Because of the Spacelift design, I had to configure everything using a single Ansible playbook. It means that the AWS EC2 Ansible inventory must:

return the public IP address for the bastion host;
return the private IP addresses for the internal VMs.

Moreover, Ansible should configure the SSH proxy just before logging in to each internal host.

After several attempts, I find a working recipe. Let’s start with the Ansible inventory:

plugin: aws_ec2
regions:
  - eu-central-1
filters:
  instance-state-name: running
keyed_groups:
  - key: tags
    prefix: tag
hostnames:
  - tag:Name
compose:
  ansible_host: public_ip_address if tags.Name == "bastion" else private_ip_address

Remember I wrote that IaC is 80% plan and standardization? I assume that in every scenario I will use “bastion” as the hostname for the bastion host, and I tag the hostname in the AWS EC2 configuration. This is one of my “standards” (assumptions).

In the above AWS EC2 Ansible inventory configuration, I return the public IP address only if the Name tag is equal to bastion. The inventory returns the private IP address for any other VMs.

My Ansible playbook starts configuring the Ansible host:

- hosts: tag_Name_bastion
  gather_facts: no
  remote_user: ubuntu
  roles:
    - role: linux-bastion
      tags: always

In the role, I find the available SSH key and upload it to the bastion host for attendees. Remember I wrote that I want a “soft” lock-in? That’s where I make the playbook compatible with Spacelift environments and mine. I also used the tag “always” because I configure ansible_ssh_private_key_file (see after).

Configuring internal hosts via bastion

At this point I can configure internal hosts. Another assumption I made is that tags contains any interesting attributes I use in Ansible to group, query and configure hosts. In practice I’m using the following tags:

Os:ubuntu: for Ubuntu VMs;
Database:mariadb: for MariaDB VMs;
Webapp:wordpress: for VMs with Wordpress.

My Ansible playbook runs multiple plays:

- hosts: tag_Name_bastion
  gather_facts: no
  remote_user: ubuntu
  roles:
    - role: linux-bastion
      tags: always

- hosts: tag_Os_ubuntu:!tag_Name_bastion
  gather_facts: yes
  become: yes
  vars_files:
    - default.yaml
  roles:
    - role: set-environment
      tags: always

# [...]

- hosts: tag_Os_ubuntu:&tag_Database_mariadb
  gather_facts: yes
  become: yes
  vars_files:
    - default.yaml
  roles:
    - role: set-environment
      tags: always
    - role: linux-mariadb
      tags: mariadb

# [...]

- hosts: tag_Os_ubuntu:&tag_Webapp_wordpress

# [...]

Ansible facts are host specific: it means that if I set ansible_ssh_private_key_file on the bastion host, it is undefined for other hosts.
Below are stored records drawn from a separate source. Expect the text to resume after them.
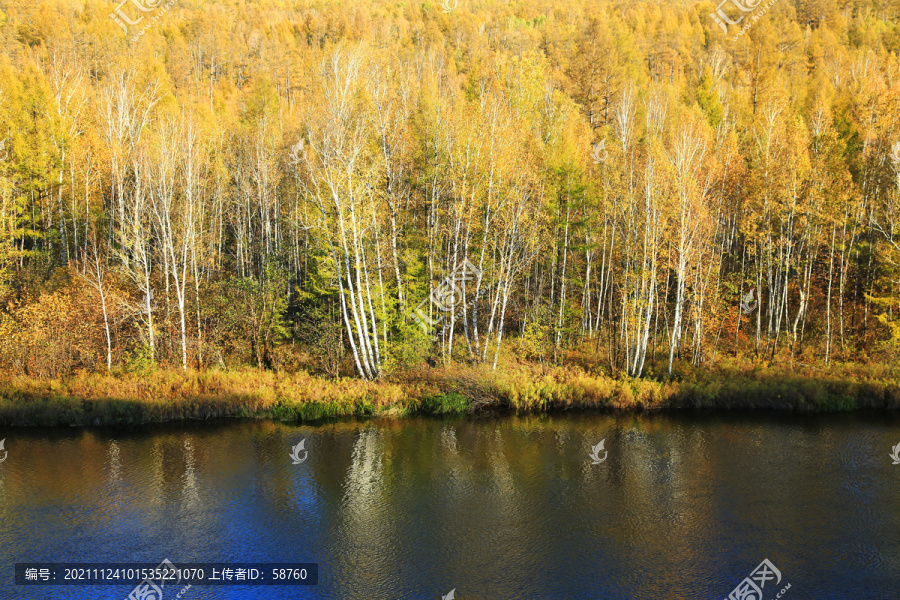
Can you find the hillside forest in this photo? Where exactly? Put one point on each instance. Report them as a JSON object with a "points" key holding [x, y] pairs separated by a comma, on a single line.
{"points": [[363, 188]]}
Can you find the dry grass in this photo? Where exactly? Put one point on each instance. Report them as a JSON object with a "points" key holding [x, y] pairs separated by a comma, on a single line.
{"points": [[164, 395]]}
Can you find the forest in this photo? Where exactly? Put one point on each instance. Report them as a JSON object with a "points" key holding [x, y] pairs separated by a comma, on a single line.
{"points": [[365, 189]]}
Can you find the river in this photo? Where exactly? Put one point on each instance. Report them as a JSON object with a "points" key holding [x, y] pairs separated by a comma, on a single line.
{"points": [[680, 506]]}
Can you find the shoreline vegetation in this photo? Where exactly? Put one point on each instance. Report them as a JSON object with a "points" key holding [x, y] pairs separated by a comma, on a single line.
{"points": [[295, 210], [122, 399]]}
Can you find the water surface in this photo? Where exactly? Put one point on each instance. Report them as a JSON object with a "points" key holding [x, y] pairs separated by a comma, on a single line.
{"points": [[684, 507]]}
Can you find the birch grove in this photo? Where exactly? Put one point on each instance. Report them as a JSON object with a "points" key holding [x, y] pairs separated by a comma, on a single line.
{"points": [[364, 191]]}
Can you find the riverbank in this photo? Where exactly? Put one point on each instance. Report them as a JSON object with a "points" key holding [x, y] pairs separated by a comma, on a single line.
{"points": [[165, 395]]}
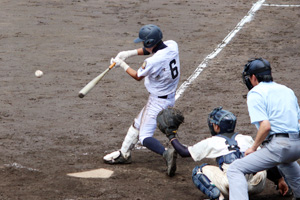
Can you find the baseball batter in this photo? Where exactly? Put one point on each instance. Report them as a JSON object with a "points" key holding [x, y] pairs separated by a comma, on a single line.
{"points": [[225, 146], [161, 73], [274, 110]]}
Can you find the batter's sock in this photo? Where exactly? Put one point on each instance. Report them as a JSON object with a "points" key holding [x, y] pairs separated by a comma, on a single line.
{"points": [[154, 145]]}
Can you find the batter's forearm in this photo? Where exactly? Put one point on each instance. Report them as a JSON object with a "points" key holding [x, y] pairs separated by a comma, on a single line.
{"points": [[133, 74]]}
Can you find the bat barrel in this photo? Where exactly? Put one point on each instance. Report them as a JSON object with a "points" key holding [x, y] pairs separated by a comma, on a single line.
{"points": [[81, 95]]}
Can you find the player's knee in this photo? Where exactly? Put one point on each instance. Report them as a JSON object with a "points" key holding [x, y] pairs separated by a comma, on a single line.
{"points": [[203, 183], [232, 170]]}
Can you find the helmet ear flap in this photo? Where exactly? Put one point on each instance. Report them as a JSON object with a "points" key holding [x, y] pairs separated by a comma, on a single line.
{"points": [[148, 43]]}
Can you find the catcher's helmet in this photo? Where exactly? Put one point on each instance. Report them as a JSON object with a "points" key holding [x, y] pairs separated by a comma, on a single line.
{"points": [[260, 67], [223, 118], [149, 34]]}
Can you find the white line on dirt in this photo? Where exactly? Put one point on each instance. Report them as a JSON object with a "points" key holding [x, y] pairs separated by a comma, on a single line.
{"points": [[19, 166], [277, 5], [220, 47]]}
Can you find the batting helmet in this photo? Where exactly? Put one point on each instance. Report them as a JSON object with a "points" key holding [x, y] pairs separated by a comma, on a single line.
{"points": [[150, 35], [223, 118], [260, 67]]}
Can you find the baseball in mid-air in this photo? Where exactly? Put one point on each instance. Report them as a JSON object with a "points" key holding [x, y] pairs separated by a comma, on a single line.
{"points": [[38, 73]]}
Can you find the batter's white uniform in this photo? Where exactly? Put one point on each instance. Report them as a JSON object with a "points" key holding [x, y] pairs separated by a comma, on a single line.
{"points": [[214, 147], [162, 74]]}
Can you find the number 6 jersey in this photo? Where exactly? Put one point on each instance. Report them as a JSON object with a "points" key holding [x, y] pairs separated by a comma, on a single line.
{"points": [[162, 70]]}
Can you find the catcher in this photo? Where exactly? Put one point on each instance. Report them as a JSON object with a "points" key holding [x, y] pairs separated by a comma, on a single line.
{"points": [[225, 146]]}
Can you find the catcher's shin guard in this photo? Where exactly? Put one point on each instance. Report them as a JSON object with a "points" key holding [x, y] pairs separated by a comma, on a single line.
{"points": [[170, 157], [203, 183], [130, 140]]}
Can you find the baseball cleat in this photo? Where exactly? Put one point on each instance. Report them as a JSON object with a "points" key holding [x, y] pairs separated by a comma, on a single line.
{"points": [[116, 157], [170, 156]]}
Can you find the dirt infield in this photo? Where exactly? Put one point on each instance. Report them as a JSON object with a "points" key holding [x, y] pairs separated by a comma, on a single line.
{"points": [[48, 132]]}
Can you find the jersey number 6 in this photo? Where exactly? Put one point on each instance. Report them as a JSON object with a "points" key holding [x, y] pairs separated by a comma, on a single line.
{"points": [[173, 68]]}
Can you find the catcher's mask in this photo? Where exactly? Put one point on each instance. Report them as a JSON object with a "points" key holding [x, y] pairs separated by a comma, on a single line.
{"points": [[223, 118], [260, 67], [150, 35]]}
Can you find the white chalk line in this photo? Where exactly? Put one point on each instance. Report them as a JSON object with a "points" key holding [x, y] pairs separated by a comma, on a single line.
{"points": [[277, 5], [19, 166], [220, 47]]}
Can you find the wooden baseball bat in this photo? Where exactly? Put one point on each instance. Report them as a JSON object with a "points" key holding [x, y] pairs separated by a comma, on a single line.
{"points": [[94, 82]]}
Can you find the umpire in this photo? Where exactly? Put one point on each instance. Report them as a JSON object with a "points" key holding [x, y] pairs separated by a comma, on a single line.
{"points": [[274, 110]]}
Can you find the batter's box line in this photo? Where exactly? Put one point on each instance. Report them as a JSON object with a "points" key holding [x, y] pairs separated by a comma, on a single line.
{"points": [[221, 46], [278, 5]]}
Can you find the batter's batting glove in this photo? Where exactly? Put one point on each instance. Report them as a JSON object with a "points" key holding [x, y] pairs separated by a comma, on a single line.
{"points": [[168, 121], [119, 63], [123, 55]]}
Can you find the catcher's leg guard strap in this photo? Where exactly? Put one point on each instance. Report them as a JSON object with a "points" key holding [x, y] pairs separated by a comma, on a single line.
{"points": [[204, 184], [130, 140]]}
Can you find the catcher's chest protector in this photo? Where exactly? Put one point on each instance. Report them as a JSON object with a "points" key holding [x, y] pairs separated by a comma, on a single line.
{"points": [[232, 145]]}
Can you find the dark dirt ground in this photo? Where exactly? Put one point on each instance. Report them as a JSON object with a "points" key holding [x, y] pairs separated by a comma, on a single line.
{"points": [[47, 131]]}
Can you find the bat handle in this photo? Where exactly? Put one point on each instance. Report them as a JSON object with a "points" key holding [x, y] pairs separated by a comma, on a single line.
{"points": [[112, 65]]}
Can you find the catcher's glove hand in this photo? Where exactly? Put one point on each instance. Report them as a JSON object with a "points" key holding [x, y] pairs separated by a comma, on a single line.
{"points": [[168, 121]]}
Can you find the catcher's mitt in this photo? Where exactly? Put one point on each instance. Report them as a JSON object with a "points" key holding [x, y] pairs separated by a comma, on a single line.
{"points": [[169, 120]]}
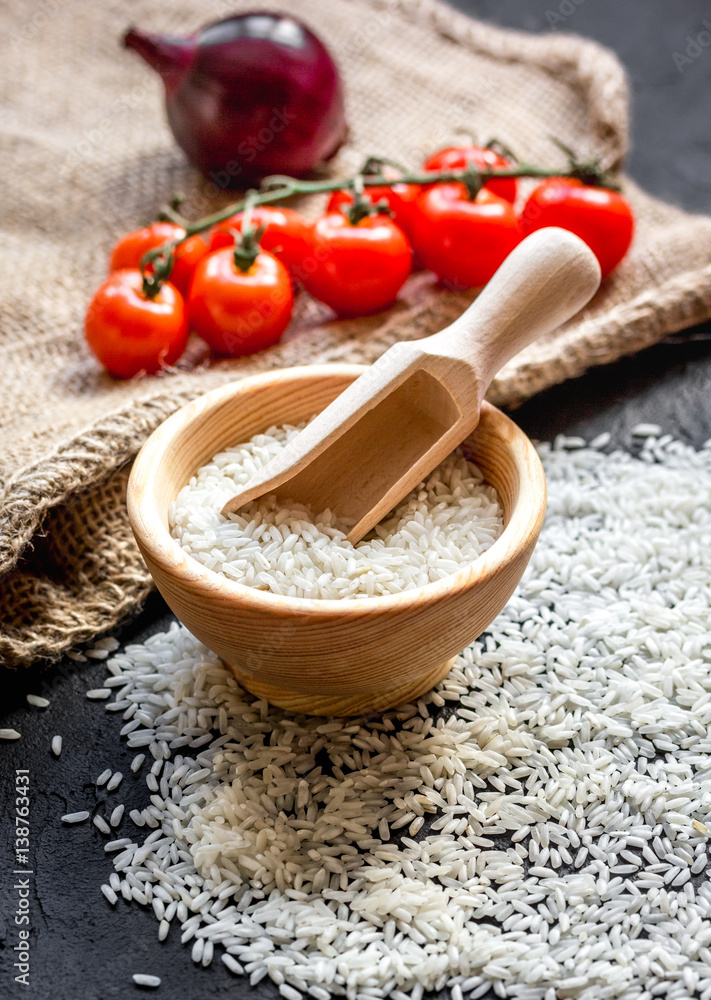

How could I configure SSH proxy for any internal hosts excluding the bastion host?

The magic happens in the default.yaml file using Ansible facts and magic variables . The default.yaml file is included in any playbook targeting internal hosts and it configures the SSH proxy using information from the inventory:

ansible_user: "{{ tags.User }}"
ansible_ssh_private_key_file: '{{ hostvars["bastion"]["ansible_ssh_private_key_file"] }}'
ansible_ssh_common_args: >-
  -o ProxyCommand="ssh
  -o IdentityFile={{ hostvars["bastion"]["ansible_ssh_private_key_file"] }}
  -o StrictHostKeyChecking=no
  -o UserKnownHostsFile=/dev/null
  -W %h:%p
  -q {{ hostvars["bastion"]["tags"]["User"] }}@{{ hostvars["bastion"]["public_ip_address"] }}"  
[...]

Remember I wrote that IaC is 80% plan and standardization? I’m still assuming that the bastion host is called bastion, and the tag User contains the remote user for each VM. So, for each VM:

ansible_user: contains the remote username configured in the tag User;
ansible_ssh_private_key_file: contains the local (stored in the Ansible VM) SSH private key and the information is taken from the bastion host entry configured in the inventory;
ansible_ssh_common_args: contains the SSH proxy command used from Ansible and configured using the bastion public IP address taken from the inventory.

Both SSH keys must be local to the Ansible host.

At this point, I have a single Ansible playbook that configures my Cyber range scenario using a bastion host.

Conclusions

I find that bastion hosts are commonly used. I don’t like them very much because from a security perspective the bastion host is one more host with superpowers. But from an automation perspective, this is actually the only successful way.